On the one hand, the main classic thinkers, which Wojciech puts in dialogue with Kierkegaard, are Rousseau, Nietzsche, Tarde, Adorno, Girard, Murdoch and Ricoeur. On the other hand, the core contemporary thinkers that he engages with are Lawtoo, Gebauer, Wulf, Schweiker, Rosfort, Stokes, Zagzebski, Kristjansson and Dijksterhuis
https://www.kuleuven.be/wieiswie/en/person/0012718
Contact: wkaftanski[at]fas.harvard.edu
CAROLE GUESSE, PDM Postdoc
Carole Guesse was Postdoctoral Researcher within the HOM project (2020-2021) and a Non-fria fellow at the University of Liège (2015-2019) and received a PhD in Comparative Literature with a thesis titled, Fictions and Theories of the Posthuman: From Creature to Concept (2019). She has been an Invited Lecturer in Literary Theory at the Catholic University of Lille and an Assistant Lecturer in Research Methodology, English and Spanish at the Haute École Charlemagne (Liège).

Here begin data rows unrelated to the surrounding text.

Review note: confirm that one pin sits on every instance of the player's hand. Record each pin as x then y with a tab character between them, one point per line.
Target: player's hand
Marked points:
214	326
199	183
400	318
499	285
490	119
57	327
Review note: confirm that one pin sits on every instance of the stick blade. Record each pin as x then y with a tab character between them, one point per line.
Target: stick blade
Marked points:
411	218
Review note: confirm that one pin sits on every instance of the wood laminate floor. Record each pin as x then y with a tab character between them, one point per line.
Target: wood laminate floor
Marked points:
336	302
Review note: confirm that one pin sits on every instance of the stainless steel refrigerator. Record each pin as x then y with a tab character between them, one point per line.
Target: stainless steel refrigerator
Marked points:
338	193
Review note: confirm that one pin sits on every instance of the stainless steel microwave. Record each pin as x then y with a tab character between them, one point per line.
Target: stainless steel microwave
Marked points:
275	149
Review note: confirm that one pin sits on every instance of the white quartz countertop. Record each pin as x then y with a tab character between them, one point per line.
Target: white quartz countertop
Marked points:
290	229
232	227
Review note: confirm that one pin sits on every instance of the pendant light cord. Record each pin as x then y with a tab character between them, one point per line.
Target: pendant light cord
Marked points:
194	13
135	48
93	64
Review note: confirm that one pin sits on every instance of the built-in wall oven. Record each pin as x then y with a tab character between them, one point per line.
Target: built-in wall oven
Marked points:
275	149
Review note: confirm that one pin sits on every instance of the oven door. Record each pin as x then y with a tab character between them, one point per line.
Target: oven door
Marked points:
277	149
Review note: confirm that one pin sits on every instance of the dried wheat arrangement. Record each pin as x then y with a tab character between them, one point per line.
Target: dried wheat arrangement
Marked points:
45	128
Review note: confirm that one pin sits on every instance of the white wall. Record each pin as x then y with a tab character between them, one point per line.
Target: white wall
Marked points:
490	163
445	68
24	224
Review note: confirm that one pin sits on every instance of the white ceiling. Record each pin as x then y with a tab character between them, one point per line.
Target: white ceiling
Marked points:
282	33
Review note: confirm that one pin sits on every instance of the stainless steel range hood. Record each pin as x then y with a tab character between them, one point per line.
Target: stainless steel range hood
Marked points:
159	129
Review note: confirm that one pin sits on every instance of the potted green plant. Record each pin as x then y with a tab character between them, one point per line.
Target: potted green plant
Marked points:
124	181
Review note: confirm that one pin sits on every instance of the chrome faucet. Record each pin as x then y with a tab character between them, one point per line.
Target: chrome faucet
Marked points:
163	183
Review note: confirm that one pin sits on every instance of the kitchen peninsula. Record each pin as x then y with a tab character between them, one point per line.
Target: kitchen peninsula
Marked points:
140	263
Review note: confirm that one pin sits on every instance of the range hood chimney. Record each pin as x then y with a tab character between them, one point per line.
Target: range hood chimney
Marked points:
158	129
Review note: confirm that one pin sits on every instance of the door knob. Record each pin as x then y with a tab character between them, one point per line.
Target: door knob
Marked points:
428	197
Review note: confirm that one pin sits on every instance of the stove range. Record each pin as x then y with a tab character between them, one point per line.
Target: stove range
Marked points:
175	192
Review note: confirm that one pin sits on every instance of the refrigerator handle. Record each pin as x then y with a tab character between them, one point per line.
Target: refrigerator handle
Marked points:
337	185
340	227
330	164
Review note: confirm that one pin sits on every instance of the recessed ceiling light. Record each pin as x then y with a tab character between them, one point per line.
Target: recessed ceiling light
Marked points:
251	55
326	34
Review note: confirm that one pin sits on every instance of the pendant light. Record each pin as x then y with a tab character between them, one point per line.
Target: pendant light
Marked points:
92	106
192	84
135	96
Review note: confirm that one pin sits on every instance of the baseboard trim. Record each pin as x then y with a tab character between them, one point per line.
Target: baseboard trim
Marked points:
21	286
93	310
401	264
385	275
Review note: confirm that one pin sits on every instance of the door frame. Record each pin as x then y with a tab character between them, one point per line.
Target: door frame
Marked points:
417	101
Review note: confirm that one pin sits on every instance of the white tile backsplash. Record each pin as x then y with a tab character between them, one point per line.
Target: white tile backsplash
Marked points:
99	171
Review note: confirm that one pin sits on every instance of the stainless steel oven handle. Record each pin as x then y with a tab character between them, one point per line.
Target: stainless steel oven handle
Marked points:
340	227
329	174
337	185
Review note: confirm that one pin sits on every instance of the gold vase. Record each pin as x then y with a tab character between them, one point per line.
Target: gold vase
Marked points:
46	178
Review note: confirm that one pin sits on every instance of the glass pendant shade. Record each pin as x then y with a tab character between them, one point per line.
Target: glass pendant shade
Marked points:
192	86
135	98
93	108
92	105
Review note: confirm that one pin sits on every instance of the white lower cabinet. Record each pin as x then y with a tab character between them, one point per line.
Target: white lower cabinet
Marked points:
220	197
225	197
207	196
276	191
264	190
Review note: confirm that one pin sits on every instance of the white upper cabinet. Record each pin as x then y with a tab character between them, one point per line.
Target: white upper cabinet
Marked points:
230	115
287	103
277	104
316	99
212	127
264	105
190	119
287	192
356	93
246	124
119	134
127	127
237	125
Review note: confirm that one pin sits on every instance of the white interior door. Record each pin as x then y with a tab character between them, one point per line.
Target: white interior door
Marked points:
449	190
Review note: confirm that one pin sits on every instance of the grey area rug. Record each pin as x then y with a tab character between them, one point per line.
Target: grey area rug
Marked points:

Her work combines literary and philosophical approaches to provide an interdisciplinary study of the Posthuman. In particular, she has been focusing on the interactions between the artistic and the theoretical developments of the Posthuman, which entail (science) fiction, and edited Obsolescence Programmée: Perspectives Culturelles with Ella Mingazova and Bruno Dupont (2020).

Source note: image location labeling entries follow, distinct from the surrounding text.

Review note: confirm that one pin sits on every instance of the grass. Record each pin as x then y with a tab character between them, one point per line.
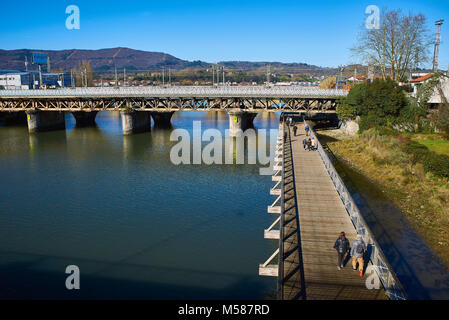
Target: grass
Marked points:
422	197
433	143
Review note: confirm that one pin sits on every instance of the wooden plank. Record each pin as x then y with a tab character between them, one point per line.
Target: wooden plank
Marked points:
322	216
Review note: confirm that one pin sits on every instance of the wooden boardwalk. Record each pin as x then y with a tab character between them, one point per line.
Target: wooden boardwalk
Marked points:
314	216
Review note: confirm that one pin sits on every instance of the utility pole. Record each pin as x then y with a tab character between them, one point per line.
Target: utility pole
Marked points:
268	74
223	77
437	45
40	77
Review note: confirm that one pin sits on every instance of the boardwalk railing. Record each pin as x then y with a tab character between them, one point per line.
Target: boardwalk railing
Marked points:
381	266
268	268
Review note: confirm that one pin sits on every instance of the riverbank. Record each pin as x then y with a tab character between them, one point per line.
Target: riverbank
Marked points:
421	196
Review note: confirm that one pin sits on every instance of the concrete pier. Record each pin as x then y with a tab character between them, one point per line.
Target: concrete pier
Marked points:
13	118
39	121
240	121
162	120
85	118
135	122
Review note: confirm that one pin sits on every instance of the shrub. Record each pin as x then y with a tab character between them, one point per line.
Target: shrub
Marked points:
437	164
416	151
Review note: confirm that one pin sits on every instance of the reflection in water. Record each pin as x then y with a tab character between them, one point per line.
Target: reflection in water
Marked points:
137	226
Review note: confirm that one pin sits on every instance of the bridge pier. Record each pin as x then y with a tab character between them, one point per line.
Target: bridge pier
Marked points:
85	118
12	118
39	121
162	120
135	122
240	121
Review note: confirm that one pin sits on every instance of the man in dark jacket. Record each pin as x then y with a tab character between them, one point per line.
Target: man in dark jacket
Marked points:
342	246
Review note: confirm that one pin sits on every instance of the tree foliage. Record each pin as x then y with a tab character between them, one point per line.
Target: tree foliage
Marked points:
382	105
402	42
84	74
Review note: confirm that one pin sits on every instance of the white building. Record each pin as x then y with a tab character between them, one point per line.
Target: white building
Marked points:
436	97
13	81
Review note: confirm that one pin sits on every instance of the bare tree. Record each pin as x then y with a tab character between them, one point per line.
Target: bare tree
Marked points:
400	44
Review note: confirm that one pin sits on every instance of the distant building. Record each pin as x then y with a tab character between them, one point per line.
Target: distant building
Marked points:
19	80
436	98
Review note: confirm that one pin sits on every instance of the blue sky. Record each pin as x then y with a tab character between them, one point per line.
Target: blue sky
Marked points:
314	32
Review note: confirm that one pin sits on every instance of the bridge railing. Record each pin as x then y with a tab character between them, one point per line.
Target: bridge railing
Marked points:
381	266
180	91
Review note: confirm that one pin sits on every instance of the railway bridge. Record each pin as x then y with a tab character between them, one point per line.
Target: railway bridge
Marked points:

Contact: carole.guesse[at]kuleuven.be
HELIO REBELLO CARDOSO (ERC Visiting Scholar)
Teacher of Philosophy since 1989. 1995, PhD in Philosophy on multiplicity as a philosophical concept. 1999, thesis (associate professor requirement) on the relationship between Deleuze and Psychoanalysis. 2006, new associated professor thesis on Philosophy and Pragmatics. 2008-2009, Fulbright Scholar Advanced Research and University Lecturing Awards, dedicated to the philosophy of continuity at C.S. Peirce at the Peirce Edition Project (IUPUI, USA). 2011-2012, visiting scholar at the University of Paris X, dedicated to Deleuze and the philosophy of mathematics. He is currently professor at UNESP (São Paulo State University, Brazil). Directed 19 Master and 19 Doctor degrees. Published 64 articles, 7 books (either as an author or editor), and 32 chapters.